Intro Picture

Introduction

When building production data integration and transformation pipelines, automation is a must. Data has to flow from source to target with required frequency and without human intervention. The less latency the business requires, the more important it is to execute the pipeline as soon as the source data is available. And, if we are able to raise an event when the source data is ready, we can use it to trigger the execution of the pipeline.

In the previous post Transforming JSON documents with OCI Data Integration I have described how OCI Data Integration Task can be used to transform large and complex JSON documents to data format suitable for analytics. The JSON documents were stored as JSON Lines files in OCI Object Storage.
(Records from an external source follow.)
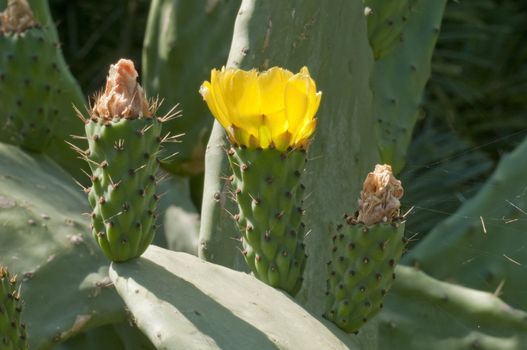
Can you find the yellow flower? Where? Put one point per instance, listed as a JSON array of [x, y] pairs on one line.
[[274, 108]]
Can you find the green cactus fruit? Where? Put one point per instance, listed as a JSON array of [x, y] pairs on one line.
[[12, 330], [266, 186], [386, 21], [29, 70], [366, 250], [124, 144]]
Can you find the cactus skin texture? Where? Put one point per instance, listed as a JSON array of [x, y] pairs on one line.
[[12, 330], [124, 144], [179, 49], [361, 271], [266, 184], [37, 90], [399, 79], [122, 158], [28, 66], [365, 252]]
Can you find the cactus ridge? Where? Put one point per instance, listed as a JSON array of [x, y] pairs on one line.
[[361, 271], [266, 186], [12, 330], [122, 156], [29, 72]]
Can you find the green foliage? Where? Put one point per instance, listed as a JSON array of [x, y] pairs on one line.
[[266, 186], [123, 158], [285, 34], [45, 240], [36, 102], [399, 79], [28, 90], [361, 271], [424, 313], [13, 334], [386, 24], [183, 41], [442, 171], [373, 84], [479, 73], [182, 302], [492, 221]]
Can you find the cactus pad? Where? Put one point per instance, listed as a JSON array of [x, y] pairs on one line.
[[365, 252], [267, 188], [29, 76], [12, 331], [361, 271]]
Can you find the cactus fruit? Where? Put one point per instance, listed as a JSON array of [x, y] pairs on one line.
[[124, 145], [269, 118], [365, 251], [12, 331]]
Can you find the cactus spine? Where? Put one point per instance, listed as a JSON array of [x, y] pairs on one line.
[[268, 191], [365, 251], [269, 117], [12, 330], [124, 143]]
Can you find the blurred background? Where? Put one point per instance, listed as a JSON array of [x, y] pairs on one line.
[[473, 110]]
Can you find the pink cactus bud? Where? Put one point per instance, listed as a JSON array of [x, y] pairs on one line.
[[123, 97]]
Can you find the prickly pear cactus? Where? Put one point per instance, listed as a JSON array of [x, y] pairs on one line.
[[12, 330], [28, 69], [267, 157], [180, 44], [268, 191], [37, 90], [365, 251], [124, 144], [386, 21]]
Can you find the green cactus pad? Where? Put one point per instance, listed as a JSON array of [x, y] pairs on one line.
[[361, 271], [29, 71], [266, 186], [12, 331], [123, 159]]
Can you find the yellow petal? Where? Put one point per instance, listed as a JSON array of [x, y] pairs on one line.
[[206, 91], [282, 141], [272, 88], [244, 96], [297, 101], [305, 133]]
This post demonstrates how the same OCI Data Integration task can be executed immediately and automatically after the file with JSON documents is uploaded to the OCI Object Storage.

The scenario is a great example of how several OCI services work together to provide the automation. OCI Object Storage emits events when a new object arrives; OCI Events triggers actions when events are raised; OCI Function can call any API in OCI including OCI Data Integration; and OCI Data Integration implements the actual data integration pipeline.

Automation Scenario

  • Source data lands in the Landing Area on OCI Object Storage, in the bucket landing-area. The names of files in the Landing Area follow the pattern invoices/*.jsonlines.

  • When a new file is created in the bucket landing-area, an OCI Event invoke-di-flatten-task is raised. Note the bucket must be enabled to emit object-level events.

  • OCI Event triggers OCI Function fn-flatten-with-di. The names of the source bucket and object are passed to the function. The other task parameters are defined in the function configuration.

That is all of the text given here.